Re: Performance issues with vnet jails + epair + bridge

From: Zhenlei Huang <zlei_at_FreeBSD.org>
Date: Tue, 17 Sep 2024 03:25:07 UTC

> On Sep 16, 2024, at 10:47 PM, Aleksandr Fedorov <wigneddoom@yandex.ru> wrote:
> 
> If we are talking about local traffic between jails and/or host, then in terms of TCP throughput we have a room to improve, for example:

Without RSS option enabled, if_epair will only use one thread to move packets between the pair of interfaces. I reviewed the code
and I think it can be improved event without RSS.

>  
> 1. Stop calculating checksums for packets between VNET jails and host.

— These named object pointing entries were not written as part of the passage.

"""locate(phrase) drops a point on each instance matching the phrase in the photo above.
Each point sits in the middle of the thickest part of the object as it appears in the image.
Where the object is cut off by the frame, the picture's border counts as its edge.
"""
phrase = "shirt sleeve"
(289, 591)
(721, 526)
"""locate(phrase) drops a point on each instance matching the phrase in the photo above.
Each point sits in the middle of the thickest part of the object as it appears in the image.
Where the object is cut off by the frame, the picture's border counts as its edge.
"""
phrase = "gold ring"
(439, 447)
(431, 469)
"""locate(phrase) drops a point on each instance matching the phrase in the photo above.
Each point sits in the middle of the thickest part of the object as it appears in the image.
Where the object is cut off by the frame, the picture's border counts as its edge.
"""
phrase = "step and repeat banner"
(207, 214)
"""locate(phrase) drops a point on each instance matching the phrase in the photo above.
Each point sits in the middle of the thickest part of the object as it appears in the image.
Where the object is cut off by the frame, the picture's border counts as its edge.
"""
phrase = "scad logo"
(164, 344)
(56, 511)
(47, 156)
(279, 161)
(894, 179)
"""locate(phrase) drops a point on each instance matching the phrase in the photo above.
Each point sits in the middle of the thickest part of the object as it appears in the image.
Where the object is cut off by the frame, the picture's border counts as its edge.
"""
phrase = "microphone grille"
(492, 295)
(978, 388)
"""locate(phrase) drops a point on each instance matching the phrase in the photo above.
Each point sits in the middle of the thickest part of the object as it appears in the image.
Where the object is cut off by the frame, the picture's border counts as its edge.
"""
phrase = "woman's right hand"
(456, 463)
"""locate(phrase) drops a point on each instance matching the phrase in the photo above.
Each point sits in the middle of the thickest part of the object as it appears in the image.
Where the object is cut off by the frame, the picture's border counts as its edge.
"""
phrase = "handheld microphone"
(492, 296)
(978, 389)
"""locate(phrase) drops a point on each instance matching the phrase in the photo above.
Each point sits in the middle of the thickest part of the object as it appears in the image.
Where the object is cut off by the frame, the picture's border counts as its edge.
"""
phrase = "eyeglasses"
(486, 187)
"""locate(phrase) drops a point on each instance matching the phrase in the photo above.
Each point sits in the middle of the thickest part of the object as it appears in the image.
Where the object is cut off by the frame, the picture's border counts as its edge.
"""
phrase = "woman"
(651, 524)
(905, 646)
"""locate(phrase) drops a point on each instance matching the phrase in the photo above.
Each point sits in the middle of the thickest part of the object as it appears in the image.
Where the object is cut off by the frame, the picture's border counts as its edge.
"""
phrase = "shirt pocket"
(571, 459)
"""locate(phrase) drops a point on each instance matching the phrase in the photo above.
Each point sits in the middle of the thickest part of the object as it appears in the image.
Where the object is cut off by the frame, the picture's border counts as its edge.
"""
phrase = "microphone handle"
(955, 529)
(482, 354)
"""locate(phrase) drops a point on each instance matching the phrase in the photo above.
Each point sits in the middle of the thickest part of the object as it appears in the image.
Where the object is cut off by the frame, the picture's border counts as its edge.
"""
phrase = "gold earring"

I've local WIP for this, inspired by the introduction of IFCAP_VLAN_MTU. Should have better improvement especially  on low freq CPUs.

>  
> 2. Use large packets (TSO) up to 64k in size.
>  
> Just for example, a simple patch increases the throughput of if_pair(4) between two ends from 10 Gbps to 30 Gbps.

That is impressing !

>  
> diff --git a/sys/net/if_epair.c b/sys/net/if_epair.c
> index aeed993249f5..79c2dfcfc445 100644
> --- a/sys/net/if_epair.c
> +++ b/sys/net/if_epair.c
> @@ -164,6 +164,10 @@ epair_tx_start_deferred(void *arg, int pending)
>         while (m != NULL) {
>                 n = STAILQ_NEXT(m, m_stailqpkt);
>                 m->m_nextpkt = NULL;
> +
> +               m->m_pkthdr.csum_flags = CSUM_IP_CHECKED | CSUM_IP_VALID | CSUM_DATA_VALID | CSUM_PSEUDO_HDR;
> +               m->m_pkthdr.csum_data = 0xFFFF;
> +
>                 if_input(ifp, m);
>                 m = n;
>         }
> @@ -538,8 +542,9 @@ epair_setup_ifp(struct epair_softc *sc, char *name, int unit)
>         ifp->if_dunit = unit;
>         ifp->if_flags = IFF_BROADCAST | IFF_SIMPLEX | IFF_MULTICAST;
>         ifp->if_flags |= IFF_KNOWSEPOCH;
> -       ifp->if_capabilities = IFCAP_VLAN_MTU;
> -       ifp->if_capenable = IFCAP_VLAN_MTU;
> +       ifp->if_capabilities = IFCAP_VLAN_MTU | IFCAP_HWCSUM | IFCAP_HWCSUM_IPV6 | IFCAP_TSO;
> +       ifp->if_capenable = ifp->if_capabilities;
> +       ifp->if_hwassist = (CSUM_IP | CSUM_TCP | CSUM_UDP | CSUM_IP_TSO);

I've not tried TSO on if_epair yet. TSO has special treatment so I guess the above is not sufficient.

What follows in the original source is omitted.